Plasmocid Encephalopathy in the Rhesus Monkey: A Study of Selective Vulnerability

Abstract
The effects of plasmocid (8-diethylaminopropylamino-6-methoxyquinoline) on the central nervous system of rhesus monkeys were studied by electron and correlative light microscopy. Light microscopic studies showed neuronal vacuolar lesions distributed selectively in the diencephalon and brain stem. In the affected nuclei, principally III, IV, VI and VIII, the brunt of the damage was consistently borne by large multipolar neurons. The cerebral and cerebellar cortices were normal. Electron microscopy showed the earliest effects to be an abnormality of neuronal mitochondria, which were enormously increased in number with incompletely formed transverse inner cristae.

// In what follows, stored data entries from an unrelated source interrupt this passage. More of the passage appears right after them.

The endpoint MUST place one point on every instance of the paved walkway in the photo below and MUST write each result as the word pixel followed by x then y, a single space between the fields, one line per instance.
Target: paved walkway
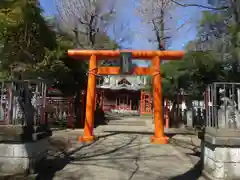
pixel 119 156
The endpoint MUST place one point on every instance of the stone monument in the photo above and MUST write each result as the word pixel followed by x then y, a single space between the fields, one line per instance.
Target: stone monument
pixel 24 142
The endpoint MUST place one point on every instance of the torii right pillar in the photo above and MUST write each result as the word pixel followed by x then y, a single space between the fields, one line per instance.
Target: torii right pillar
pixel 159 137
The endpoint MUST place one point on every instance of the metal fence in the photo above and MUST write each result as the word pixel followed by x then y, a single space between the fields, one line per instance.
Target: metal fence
pixel 222 101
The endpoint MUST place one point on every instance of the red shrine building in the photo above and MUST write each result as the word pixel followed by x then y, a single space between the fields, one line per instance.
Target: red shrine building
pixel 125 94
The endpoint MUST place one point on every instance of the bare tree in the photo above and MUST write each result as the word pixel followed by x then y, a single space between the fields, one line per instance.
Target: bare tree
pixel 88 21
pixel 157 14
pixel 160 16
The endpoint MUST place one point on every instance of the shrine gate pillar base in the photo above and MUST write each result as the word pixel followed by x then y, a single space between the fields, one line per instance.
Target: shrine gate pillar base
pixel 90 104
pixel 159 136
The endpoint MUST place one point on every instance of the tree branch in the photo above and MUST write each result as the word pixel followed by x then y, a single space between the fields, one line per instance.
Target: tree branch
pixel 201 6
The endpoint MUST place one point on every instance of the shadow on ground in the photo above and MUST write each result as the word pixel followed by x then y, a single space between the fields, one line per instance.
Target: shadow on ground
pixel 193 174
pixel 47 169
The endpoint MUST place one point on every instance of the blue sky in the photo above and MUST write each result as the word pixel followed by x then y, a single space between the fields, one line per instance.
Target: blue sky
pixel 179 39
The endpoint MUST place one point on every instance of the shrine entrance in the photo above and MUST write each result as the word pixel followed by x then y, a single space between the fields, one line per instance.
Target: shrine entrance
pixel 145 103
pixel 126 67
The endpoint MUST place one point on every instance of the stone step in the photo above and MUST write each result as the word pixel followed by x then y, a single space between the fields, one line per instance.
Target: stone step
pixel 128 122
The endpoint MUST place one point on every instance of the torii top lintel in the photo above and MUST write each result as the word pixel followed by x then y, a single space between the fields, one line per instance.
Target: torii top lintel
pixel 136 54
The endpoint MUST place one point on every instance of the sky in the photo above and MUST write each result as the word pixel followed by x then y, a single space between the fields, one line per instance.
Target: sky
pixel 140 38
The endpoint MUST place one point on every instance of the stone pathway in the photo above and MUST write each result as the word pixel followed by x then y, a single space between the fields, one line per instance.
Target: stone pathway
pixel 119 156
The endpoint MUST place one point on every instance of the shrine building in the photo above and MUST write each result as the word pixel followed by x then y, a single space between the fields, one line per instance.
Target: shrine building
pixel 130 95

Later stages of degeneration showed dissolution of mitochondrial contents so that only their outer membranes remained. Neuroglia were morphologically normal, as were synapses in contact with the altered neurons. Neurons in the most advanced stage of degeneration exhibited complete destruction of cytoplasmic contents and disruption of the cell membrane with crenated nuclei remaining. The ultrastructural data confirm the highly selective vulnerability of brain stem nuclei to plasmocid and suggests that the primary effect of the drug is on neuronal mitochondria.